Net Profit and Return on Assets
Figure 13: Trend in net profit (Rs. Lakh, Crore)         Figure 14: Movement of RoA (annualized, %)


• The net profit of SCBs grew by 34.0% y-o-y to Rs.43,358 crore in Q1FY23 due to a substantial decline in provisions. However, a drop of 9.3% in PPOP offset the reduction of lower provisions. In absolute terms, total provision of SCBs dropped by Rs.23,725 crore y-o-y in Q1FY23 whereas net profit rose by Rs.11,007 crore in the same period. The net profit of PVBs rose by 53.0% y-o-y to Rs.28,050 crore in Q1FY23 whereas PSBs reported a rise of 9.2% to Rs.18,338 crore.
• The RoA of SCBs improved by 15 bps y-o-y from 0.77% in Q1FY22 to 0.92% in Q1FY23 whereas PVBs improved by 39 bps to 1.68% in Q1FY23. However, the RoA of PSBs was almost flat increasing by 1 bps at 0.50% in Q1FY23 (y-o-y).

• The banking sector has continued to report improved financial parameters in Q1FY23 and this momentum in credit growth and operational performance is likely to continue in FY23. The credit growth is expected in the double digits for FY23; however, key risks include elevated inflation and further rate hikes.
• RBI has already increased the repo rate three times to control inflation and more hikes are anticipated in FY23. Deposit rates are also expected to rise as the intensity of the competition for deposits would increase due to liquidity deficit, strong credit demand, and widening credit and deposit growth rate.
• Banks that have a higher CASA share and proportion of floating loans are expected to benefit and protect the NIM in the current rising interest scenario. Further, the banks have already witnessed significant treasury losses in Q1FY23, incremental MTM losses are not likely to be as severe in coming quarters thereby assisting profitability.

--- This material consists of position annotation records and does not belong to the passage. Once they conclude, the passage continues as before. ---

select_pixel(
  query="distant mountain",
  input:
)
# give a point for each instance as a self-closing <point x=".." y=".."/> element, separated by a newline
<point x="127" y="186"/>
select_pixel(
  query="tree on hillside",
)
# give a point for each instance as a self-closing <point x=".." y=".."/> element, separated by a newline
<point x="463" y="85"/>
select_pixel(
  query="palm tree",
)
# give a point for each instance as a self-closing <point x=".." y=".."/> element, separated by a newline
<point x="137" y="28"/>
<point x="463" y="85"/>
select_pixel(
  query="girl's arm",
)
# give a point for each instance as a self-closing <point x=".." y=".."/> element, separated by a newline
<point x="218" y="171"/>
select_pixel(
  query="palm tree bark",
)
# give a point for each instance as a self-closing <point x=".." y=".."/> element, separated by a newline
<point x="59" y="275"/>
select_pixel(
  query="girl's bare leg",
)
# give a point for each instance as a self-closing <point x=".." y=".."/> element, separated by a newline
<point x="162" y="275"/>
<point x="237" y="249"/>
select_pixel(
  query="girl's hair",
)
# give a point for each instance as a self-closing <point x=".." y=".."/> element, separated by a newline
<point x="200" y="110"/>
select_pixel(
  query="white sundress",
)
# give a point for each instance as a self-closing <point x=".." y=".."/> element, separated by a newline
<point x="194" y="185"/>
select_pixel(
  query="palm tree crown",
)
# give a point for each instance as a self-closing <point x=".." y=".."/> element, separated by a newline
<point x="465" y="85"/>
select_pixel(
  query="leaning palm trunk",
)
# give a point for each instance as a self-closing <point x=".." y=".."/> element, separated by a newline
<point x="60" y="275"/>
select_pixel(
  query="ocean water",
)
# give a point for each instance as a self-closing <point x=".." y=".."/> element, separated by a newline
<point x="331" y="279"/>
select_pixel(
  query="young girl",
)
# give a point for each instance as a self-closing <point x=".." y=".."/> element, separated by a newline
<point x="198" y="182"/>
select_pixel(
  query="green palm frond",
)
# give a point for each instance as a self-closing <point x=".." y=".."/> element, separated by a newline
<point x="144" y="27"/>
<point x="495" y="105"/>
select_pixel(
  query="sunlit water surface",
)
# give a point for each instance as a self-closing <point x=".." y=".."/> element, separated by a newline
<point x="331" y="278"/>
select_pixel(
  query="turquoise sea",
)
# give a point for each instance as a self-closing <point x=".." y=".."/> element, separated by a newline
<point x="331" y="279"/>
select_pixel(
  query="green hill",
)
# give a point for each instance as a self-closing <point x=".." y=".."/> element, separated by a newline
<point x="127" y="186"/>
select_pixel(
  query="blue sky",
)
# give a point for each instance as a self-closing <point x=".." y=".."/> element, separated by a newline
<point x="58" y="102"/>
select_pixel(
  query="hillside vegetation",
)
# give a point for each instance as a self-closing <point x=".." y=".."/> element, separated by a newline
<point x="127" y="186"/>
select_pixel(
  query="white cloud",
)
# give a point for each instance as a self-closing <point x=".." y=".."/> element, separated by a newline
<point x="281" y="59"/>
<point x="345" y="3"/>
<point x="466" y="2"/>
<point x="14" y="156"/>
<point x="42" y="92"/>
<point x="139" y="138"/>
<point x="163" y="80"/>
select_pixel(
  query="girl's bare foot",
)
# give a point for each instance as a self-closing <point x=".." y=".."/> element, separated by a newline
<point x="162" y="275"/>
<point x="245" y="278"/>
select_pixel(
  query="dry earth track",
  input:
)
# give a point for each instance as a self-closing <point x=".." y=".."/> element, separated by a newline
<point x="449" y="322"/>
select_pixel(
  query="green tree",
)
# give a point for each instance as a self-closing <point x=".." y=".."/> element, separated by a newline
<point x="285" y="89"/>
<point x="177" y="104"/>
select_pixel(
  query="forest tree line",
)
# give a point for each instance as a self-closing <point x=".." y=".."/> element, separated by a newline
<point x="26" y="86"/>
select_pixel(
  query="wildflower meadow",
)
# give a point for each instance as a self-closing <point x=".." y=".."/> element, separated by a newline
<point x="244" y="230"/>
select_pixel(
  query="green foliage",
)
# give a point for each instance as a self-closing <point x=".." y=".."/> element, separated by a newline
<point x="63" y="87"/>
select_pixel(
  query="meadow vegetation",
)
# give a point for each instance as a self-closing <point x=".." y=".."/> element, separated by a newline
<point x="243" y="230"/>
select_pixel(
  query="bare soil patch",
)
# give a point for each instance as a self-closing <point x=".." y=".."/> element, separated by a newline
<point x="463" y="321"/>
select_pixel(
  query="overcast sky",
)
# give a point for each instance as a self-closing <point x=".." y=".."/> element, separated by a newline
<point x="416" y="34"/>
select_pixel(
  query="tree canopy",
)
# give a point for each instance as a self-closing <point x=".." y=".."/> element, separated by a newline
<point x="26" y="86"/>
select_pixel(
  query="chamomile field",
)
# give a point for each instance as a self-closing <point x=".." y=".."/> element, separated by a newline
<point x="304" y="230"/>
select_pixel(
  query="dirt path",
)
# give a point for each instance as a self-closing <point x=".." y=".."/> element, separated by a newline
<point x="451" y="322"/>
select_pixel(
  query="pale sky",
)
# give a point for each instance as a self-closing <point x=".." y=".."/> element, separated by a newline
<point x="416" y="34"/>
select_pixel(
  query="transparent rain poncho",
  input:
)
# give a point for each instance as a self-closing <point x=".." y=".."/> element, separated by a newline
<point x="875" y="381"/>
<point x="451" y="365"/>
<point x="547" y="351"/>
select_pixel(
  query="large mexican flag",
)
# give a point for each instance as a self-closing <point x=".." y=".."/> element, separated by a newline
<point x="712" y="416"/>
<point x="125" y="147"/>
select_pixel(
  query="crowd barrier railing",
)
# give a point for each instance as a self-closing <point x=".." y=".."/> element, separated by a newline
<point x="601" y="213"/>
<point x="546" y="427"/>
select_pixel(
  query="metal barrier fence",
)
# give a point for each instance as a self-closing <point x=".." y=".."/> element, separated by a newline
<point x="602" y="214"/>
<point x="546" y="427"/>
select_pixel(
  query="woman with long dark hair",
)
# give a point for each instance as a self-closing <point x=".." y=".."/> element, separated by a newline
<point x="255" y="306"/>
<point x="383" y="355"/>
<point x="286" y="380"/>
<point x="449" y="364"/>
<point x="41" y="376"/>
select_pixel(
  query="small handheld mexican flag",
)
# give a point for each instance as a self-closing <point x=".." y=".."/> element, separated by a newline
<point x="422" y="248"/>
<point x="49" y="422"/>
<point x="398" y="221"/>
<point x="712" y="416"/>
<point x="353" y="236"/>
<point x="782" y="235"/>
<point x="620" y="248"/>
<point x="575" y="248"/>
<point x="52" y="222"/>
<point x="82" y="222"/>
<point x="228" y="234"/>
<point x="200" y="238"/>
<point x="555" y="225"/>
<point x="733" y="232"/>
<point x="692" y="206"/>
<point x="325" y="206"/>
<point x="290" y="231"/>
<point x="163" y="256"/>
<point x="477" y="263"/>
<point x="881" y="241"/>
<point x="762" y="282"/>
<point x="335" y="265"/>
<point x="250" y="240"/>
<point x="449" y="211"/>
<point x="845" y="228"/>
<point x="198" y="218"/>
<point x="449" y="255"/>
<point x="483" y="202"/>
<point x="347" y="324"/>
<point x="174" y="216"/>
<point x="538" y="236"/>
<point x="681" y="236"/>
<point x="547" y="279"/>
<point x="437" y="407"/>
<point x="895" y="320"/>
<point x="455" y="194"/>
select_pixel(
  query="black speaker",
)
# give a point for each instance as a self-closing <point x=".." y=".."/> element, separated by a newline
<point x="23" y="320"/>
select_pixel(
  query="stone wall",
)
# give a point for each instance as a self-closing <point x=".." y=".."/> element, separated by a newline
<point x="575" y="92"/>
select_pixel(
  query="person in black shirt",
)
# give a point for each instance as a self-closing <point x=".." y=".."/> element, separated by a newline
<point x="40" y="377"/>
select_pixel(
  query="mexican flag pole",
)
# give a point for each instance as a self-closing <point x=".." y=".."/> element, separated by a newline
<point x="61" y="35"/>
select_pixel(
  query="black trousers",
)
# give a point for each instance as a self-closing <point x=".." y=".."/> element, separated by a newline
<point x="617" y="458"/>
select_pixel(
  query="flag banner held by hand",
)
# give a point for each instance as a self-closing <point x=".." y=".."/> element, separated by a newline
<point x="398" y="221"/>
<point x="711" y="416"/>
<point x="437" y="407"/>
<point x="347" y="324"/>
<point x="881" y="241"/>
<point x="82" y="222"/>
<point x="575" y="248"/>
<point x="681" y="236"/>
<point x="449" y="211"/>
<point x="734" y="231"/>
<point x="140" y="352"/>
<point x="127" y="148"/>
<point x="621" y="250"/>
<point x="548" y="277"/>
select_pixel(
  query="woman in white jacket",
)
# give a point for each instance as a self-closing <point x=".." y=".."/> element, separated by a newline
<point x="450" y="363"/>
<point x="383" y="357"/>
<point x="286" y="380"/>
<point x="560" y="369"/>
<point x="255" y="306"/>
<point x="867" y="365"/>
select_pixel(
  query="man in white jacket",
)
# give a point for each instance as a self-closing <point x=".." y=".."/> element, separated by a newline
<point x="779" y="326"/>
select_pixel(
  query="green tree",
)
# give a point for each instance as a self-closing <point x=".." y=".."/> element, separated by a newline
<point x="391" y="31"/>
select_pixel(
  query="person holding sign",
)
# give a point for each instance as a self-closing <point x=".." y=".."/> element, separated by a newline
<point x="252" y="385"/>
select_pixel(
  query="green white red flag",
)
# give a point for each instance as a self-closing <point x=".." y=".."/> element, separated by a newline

• The GNPA ratio of SCBs is expected to improve from 5.9% in FY22 to reach around 5.0% in FY23 and pre-AQR levels of approximately 4.3% in FY24. The performance of restructured accounts continues to be monitorable in the current fiscal, especially for the MSME segment.
• Banks have raised substantial capital over the last few years and currently maintain adequate capital.
Consequently, the incremental requirement for capital is likely to be lower and would primarily be undertaken to support credit growth.